Re: Discuss the multi-core media scheduler

Nicolas Dufresne <nicolas@xxxxxxxxxxxx> · Tue, 30 Apr 2024 12:46:31 -0400

Hi Daniel,

Le dimanche 28 avril 2024 à 15:26 -0300, Daniel Almeida a écrit :
> Hi everyone,
> 
> There seems to be a few unsolved problems in the mem2mem framework, one of
> which is the lack of support for architectures with multiple heterogeneous
> cores. For example, it is currently impossible to describe Mediatek's LAT and
> CORE cores to the framework as two independent units to be scheduled. This means
> that, at all times, one unit is idle while the other one is working.
> 
> I know that this is not the only problem with m2m, but it is where I'd like to
> start the discussion. Feel free to add your own requirements to the thread.
> 
> My proposed solution is to add a new iteration of mem2mem, which I have named
> the Multi-core Media Scheduler for the lack of a better term.
> 
> Please note that I will use the terms input/output queues in place of
> output/capture for the sake of readability.

There is one use case that isn't covered here that we really need to move
forward on RPi4/5 is cores that can execute multiple task at once.

In the case of Argon HEVC decoder on the Pi, the Entropy decoder and the
Rescontruction is ran in parallel, but the two function are using the same
trigger/irq pair.

In short, we need to be able to (if there is enough data in the vb2 queue) to
schedule two consecutive jobs at once. On a timeline:

----------------------------------------------------->
[entropy0][no decoder]
                      [entropy1][decode0]
                                         [entropy2][decode1]

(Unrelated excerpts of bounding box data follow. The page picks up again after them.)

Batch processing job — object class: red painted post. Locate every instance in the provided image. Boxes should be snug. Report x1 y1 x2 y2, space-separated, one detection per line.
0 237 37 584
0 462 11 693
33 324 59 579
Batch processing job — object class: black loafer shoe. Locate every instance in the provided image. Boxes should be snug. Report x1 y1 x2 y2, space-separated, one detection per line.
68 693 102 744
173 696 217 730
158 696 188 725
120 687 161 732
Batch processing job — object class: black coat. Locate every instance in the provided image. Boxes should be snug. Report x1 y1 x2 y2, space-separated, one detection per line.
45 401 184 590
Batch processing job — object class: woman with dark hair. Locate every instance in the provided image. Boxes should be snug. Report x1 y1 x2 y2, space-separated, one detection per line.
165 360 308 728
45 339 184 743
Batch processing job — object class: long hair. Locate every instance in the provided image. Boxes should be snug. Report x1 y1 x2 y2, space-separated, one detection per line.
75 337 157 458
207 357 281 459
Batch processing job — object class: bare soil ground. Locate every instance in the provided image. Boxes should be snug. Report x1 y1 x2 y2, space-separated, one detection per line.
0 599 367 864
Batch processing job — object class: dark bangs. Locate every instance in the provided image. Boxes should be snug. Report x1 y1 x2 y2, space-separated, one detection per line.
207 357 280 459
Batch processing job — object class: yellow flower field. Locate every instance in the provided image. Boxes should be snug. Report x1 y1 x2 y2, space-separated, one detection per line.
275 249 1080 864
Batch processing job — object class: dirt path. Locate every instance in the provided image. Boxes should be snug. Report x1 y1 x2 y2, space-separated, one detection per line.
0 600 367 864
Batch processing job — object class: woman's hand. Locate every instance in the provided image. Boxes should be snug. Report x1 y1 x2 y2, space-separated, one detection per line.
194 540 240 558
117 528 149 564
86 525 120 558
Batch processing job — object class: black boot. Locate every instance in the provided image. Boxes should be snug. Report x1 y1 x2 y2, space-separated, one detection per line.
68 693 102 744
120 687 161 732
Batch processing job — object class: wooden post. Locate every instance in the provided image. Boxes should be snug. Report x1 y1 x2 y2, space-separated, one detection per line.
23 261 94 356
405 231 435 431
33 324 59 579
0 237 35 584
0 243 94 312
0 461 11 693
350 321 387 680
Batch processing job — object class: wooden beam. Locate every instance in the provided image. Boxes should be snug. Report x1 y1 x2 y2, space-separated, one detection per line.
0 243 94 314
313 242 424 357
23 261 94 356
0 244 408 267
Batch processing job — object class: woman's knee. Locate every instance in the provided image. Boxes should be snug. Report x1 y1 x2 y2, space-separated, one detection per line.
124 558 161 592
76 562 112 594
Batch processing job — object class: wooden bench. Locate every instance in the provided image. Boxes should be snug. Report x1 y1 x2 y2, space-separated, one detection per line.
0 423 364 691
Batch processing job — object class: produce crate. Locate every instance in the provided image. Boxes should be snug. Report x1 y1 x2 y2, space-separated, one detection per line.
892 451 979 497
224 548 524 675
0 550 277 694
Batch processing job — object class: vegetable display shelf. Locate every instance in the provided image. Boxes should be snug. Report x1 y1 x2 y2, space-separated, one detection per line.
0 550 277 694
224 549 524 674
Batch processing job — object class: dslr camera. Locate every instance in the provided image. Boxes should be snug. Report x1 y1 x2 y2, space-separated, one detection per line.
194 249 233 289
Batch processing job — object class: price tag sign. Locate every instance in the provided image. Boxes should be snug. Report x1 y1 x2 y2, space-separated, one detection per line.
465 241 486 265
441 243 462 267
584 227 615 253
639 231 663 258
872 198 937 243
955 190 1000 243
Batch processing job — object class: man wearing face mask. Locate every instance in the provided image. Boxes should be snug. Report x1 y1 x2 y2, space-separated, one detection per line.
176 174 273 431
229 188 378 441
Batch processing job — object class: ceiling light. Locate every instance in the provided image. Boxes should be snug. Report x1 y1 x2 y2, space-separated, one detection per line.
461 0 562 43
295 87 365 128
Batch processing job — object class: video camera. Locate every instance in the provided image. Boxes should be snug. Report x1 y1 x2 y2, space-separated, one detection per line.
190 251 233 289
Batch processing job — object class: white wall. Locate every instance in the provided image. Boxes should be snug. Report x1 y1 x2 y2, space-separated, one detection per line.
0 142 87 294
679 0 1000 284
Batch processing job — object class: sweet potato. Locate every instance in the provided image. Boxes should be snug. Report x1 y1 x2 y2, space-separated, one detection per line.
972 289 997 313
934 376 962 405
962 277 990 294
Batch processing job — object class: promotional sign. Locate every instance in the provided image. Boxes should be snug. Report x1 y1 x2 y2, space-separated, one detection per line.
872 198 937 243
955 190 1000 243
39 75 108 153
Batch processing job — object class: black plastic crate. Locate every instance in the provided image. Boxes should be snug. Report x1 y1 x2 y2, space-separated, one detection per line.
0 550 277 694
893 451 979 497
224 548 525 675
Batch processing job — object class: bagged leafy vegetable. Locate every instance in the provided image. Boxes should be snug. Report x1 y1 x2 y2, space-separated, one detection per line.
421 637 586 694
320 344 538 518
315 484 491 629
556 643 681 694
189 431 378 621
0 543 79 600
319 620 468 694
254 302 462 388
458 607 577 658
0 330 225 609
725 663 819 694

Perhaps it already fits in the RFC, but it wasn't expressed clearly as a use
case. For real-time reason, its not really driver responsibility to wait for
buffers to be queued, and a no-op can happen in any of the two functions. Also,
I believe you can mix entropy decoding from one stream, while decoding a frame
from another stream (another video session / m2m ctx).

Nicolas

> 
> -------------------------------------------------------------------------------
> 
> The basic idea is to have a core as the basic entity to be scheduled, with its
> own input and output VB2 queues. This default will be identical to what we have
> today in m2m.
> 
>  input        output
> <----- core ----->
> 
> In all cases, this will be the only interface that the framework will expose to
> the outside world. The complexity to handle multiple cores will be hidden from
> callers. This will also allow us to keep the implementation compatible with
> the current mem2mem interfaces, which expose only two queues.
> 
> To support multiple cores, each core can connect to another core to establish a
> data dependency, in which case, they will communicate through a new type of
> queue, here described as "shared".
> 
>  input           shared         output
> <----- core0 -------> core1 ------>
> 
> This arrangement is basically an extension of the mem2mem idea, like so:
> 
> mem2mem2mem2mem
> 
> ...with as many links as there are cores.
> 
> The key idea is that now, cores can be scheduled independently through a call
> to schedule(core_number, work) to indicate that they should start processing
> the work. They can also be marked as idle independently through a
> job_done(core_number) call.
> 
> It will be the driver's responsibility to describe the pipeline to the
> framework, indicating how cores are connected. The driver will also have to
> implement the logic for schedule() and job_done() for a given core.
> 
> Queuing buffers into the framework's input queue will push the work into the
> pipeline. Whenever a job is done, the framework will push the job into the
> queue that is shared with the downstream core and attempt to schedule it. It
> will also attempt to pull a workitem from the upstream queue.
> 
> When the job is processed by the last core in the pipeline, it will be marked
> as done and pushed into the framework's output queue.
> 
> At all times, a buffer should have an owner, and the framework will ensure that
> cores cannot touch buffers belonging to other cores.
> 
> This workflow can be expanded to account for a group of identical cores, here
> denoted as "clusters". In such a case, each core will have its own input and
> output queues:
> 
>  input      output           input      output      output 
> <---- core0 ----->          <---- core1 ---->     ------->
>                                     <---- core2 ---->
>                                     input      output
> 
> Ideally, the framework will dispatch work from the output queue with the most
> amount of items to the input queue with the least amount of items to balance
> the load. This way, clusters and cores can compose to describe complex
> architectures.
> 
> Of course, this is a rough sketch, and there are lots of unexplained minutiae to
> sort out, but I hope that the general idea is enough to get a discussion going.
> 
> -- Daniel
>